More images, more storage
The image volume required in oncology means more daily images and more work for physicians and physicists, says Jerome Landry, MD, a radiation oncologist at the Emory Winship Cancer Institute in Atlanta. The facility uses IMRT and IGRT equipment from Varian Medical Systems.
When patients receive IMRT and IGRT therapy, images are checked daily or every other day. “At Emory, we track how well the physicians are doing with weekly checking. We typically run about 90 to 100 percent compliance.” They do have to spend extra time to be compliant, however. “From my point of view, the technology is so advanced that the 30 minutes added to my day to get online and look at these images is not that big of a deal when I consider that I’m hitting the tumor more accurately.”
To help improve efficiency with extracranial stereotactic radiosurgery, Landry says the group has written a program called Aerial that allows for more accurate quality assurance of gantry angles and set-up precision. “When we do treatment, we can bring that data in quickly. That gives us more comfort with our treatment and helps us save time.”

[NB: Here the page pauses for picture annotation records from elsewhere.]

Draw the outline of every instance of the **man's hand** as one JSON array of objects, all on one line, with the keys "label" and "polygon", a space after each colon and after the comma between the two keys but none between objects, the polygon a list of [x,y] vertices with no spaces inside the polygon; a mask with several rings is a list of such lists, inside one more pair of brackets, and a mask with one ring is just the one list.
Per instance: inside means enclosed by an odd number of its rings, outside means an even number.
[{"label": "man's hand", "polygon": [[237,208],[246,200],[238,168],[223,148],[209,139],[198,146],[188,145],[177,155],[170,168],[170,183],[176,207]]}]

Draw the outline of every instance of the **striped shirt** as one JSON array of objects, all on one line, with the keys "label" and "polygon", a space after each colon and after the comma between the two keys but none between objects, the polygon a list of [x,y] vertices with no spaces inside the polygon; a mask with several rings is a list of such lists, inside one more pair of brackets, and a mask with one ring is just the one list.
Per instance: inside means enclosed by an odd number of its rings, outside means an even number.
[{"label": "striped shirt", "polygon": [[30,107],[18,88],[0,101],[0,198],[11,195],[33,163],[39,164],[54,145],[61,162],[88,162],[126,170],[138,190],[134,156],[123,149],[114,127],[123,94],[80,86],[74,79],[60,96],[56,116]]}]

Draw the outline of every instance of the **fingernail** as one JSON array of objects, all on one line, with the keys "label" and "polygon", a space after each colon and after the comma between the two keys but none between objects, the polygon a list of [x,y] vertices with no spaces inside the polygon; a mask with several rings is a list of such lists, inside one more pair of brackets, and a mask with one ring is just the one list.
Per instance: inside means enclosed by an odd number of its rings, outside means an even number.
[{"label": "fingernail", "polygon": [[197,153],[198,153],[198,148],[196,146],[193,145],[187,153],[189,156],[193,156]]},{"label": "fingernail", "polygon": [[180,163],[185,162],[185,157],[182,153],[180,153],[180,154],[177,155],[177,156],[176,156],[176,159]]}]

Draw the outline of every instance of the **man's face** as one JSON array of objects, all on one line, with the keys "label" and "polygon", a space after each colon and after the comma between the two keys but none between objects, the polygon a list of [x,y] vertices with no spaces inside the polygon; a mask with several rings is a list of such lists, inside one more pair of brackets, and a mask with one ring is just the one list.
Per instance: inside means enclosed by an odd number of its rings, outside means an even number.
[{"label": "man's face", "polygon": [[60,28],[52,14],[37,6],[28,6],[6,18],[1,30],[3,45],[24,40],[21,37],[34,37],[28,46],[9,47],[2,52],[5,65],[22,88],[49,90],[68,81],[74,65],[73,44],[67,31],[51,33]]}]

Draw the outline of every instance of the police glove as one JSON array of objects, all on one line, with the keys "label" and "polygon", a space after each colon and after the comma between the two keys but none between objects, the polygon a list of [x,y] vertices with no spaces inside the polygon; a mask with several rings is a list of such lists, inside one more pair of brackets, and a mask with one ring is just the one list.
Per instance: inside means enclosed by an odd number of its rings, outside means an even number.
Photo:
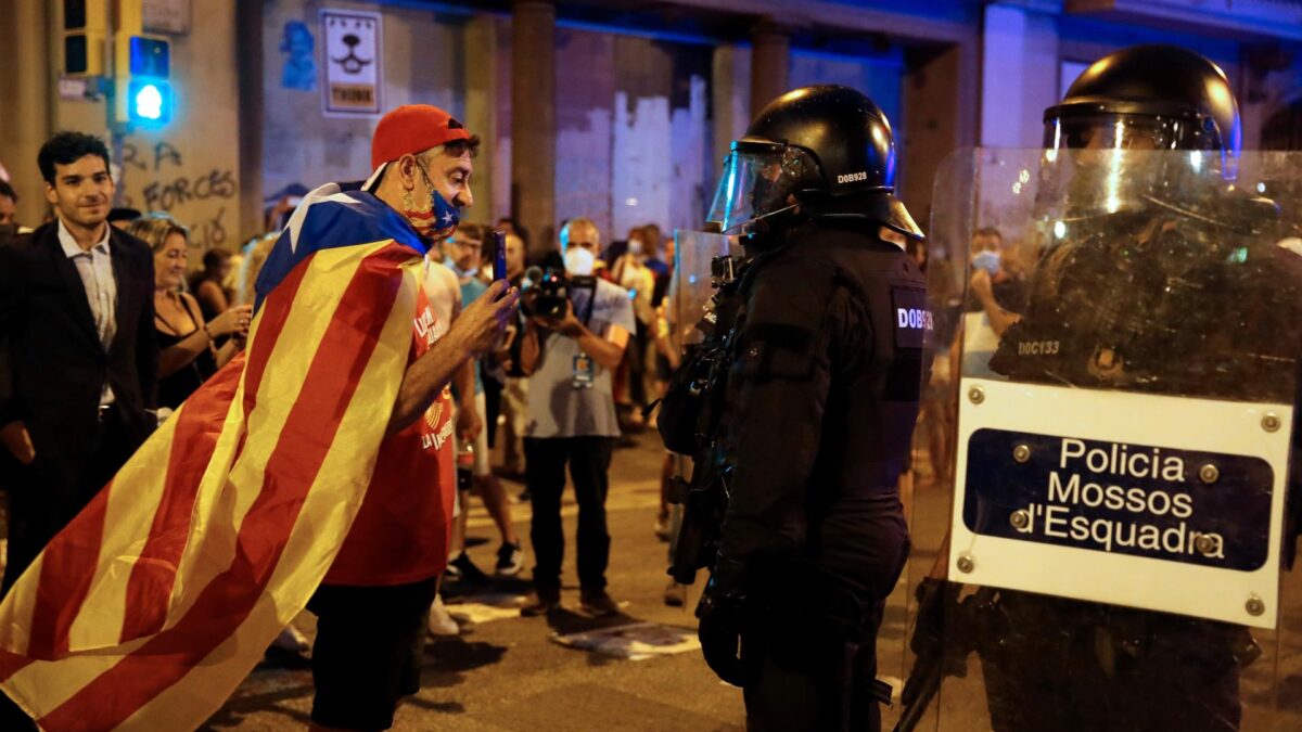
[{"label": "police glove", "polygon": [[700,651],[704,654],[710,669],[733,686],[743,685],[741,664],[743,616],[743,598],[719,593],[713,580],[706,585],[700,603],[697,604],[697,617],[700,619],[697,630],[697,636],[700,638]]}]

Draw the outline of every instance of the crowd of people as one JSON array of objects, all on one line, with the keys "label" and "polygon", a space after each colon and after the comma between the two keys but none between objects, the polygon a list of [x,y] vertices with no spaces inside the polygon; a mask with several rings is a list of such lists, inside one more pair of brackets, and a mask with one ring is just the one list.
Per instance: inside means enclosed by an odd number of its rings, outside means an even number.
[{"label": "crowd of people", "polygon": [[[150,432],[245,349],[260,305],[259,274],[293,214],[270,211],[267,233],[237,251],[203,251],[194,262],[198,247],[182,221],[112,206],[116,184],[99,138],[60,133],[42,148],[39,163],[49,212],[34,229],[16,220],[17,194],[0,181],[5,591]],[[673,244],[655,224],[607,241],[586,218],[561,221],[551,247],[531,249],[529,233],[509,218],[496,228],[505,233],[506,279],[529,294],[497,346],[452,378],[457,491],[441,581],[484,585],[516,577],[531,552],[535,597],[522,615],[557,608],[568,465],[579,505],[582,608],[612,615],[618,606],[605,578],[608,473],[615,451],[633,444],[628,435],[647,429],[646,409],[668,376],[672,354],[663,335]],[[448,320],[490,293],[492,231],[461,224],[431,241],[423,288]],[[62,257],[44,257],[46,244]],[[544,280],[569,288],[562,307],[536,305],[533,296]],[[40,287],[47,281],[59,287],[47,292]],[[90,397],[99,405],[91,421],[53,406],[65,402],[60,389],[81,384],[99,384]],[[504,478],[522,485],[518,495],[508,495]],[[34,485],[48,490],[25,490]],[[465,551],[471,496],[497,529],[492,568],[477,567]],[[527,546],[512,517],[517,501],[533,509]],[[667,511],[655,531],[668,541]],[[460,632],[441,597],[428,629]],[[309,649],[293,625],[276,645]]]}]

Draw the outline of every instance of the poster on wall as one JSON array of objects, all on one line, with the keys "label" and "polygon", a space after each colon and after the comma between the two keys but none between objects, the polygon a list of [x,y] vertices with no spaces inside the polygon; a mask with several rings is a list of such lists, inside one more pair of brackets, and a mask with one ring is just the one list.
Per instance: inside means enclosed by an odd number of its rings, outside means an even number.
[{"label": "poster on wall", "polygon": [[326,38],[326,83],[322,103],[328,116],[380,113],[380,14],[322,9]]}]

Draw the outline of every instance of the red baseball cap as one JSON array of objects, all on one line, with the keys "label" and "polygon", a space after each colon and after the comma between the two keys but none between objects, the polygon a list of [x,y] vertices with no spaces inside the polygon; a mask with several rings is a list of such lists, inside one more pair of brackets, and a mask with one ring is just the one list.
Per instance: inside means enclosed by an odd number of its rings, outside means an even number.
[{"label": "red baseball cap", "polygon": [[470,133],[452,115],[430,104],[404,104],[375,125],[371,169],[457,139],[470,139]]}]

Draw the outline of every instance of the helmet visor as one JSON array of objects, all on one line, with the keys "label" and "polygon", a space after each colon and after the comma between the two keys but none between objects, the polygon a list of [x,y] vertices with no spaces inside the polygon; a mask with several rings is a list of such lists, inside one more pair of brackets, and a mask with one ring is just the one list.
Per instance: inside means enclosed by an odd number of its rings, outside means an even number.
[{"label": "helmet visor", "polygon": [[[1048,150],[1197,150],[1211,135],[1189,134],[1189,120],[1148,115],[1073,115],[1044,122]],[[1200,142],[1200,143],[1199,143]]]},{"label": "helmet visor", "polygon": [[750,225],[796,206],[798,160],[781,148],[771,151],[733,150],[724,159],[723,176],[715,190],[706,221],[719,233],[743,234]]}]

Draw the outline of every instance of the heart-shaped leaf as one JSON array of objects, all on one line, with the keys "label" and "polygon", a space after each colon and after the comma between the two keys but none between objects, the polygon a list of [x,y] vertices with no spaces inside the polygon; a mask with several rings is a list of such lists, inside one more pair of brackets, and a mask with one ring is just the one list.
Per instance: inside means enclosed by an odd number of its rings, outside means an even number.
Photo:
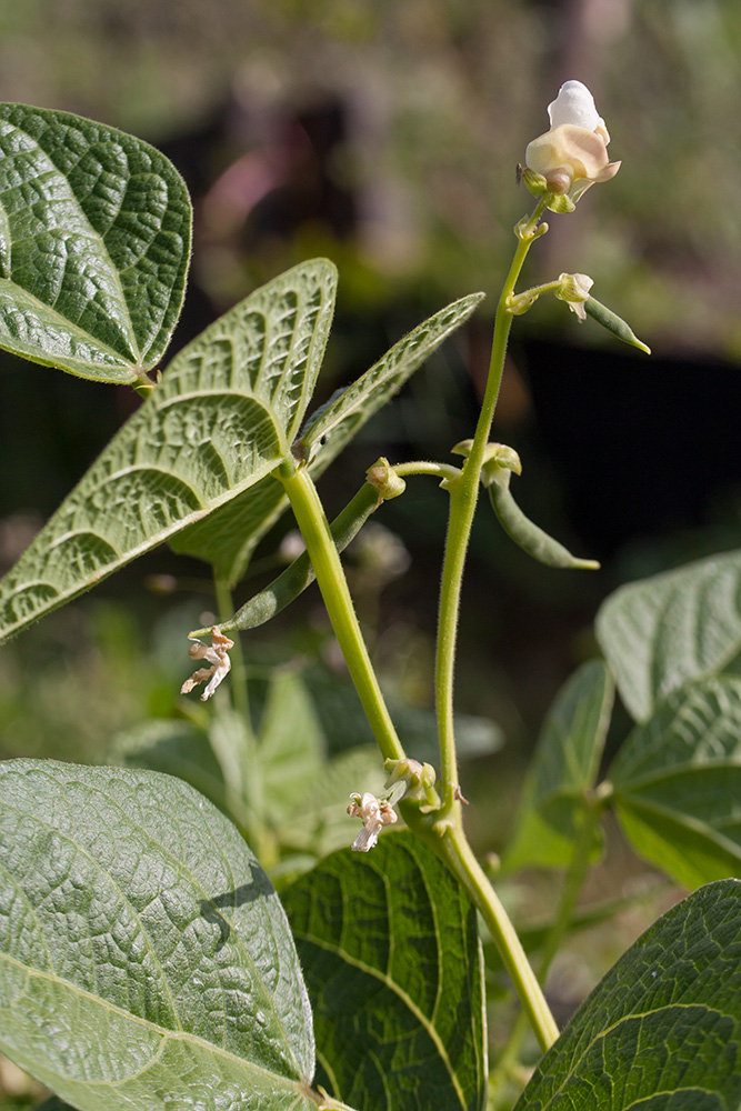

Aerial allows for quick treatment in critical situations at any site. “One can remotely look at images from multiple sites,” Landry says. “The patient doesn’t necessarily have to come back to Emory if something needs to be done immediately. I can visualize images online in real time.”
The last word
Data storage requirements in oncology imaging are only going to increase. Each step taken to further imaging technology means larger datasets and more imaging. Vendors are aware of this and are working on more storage solutions to help providers keep up with the rapid growth.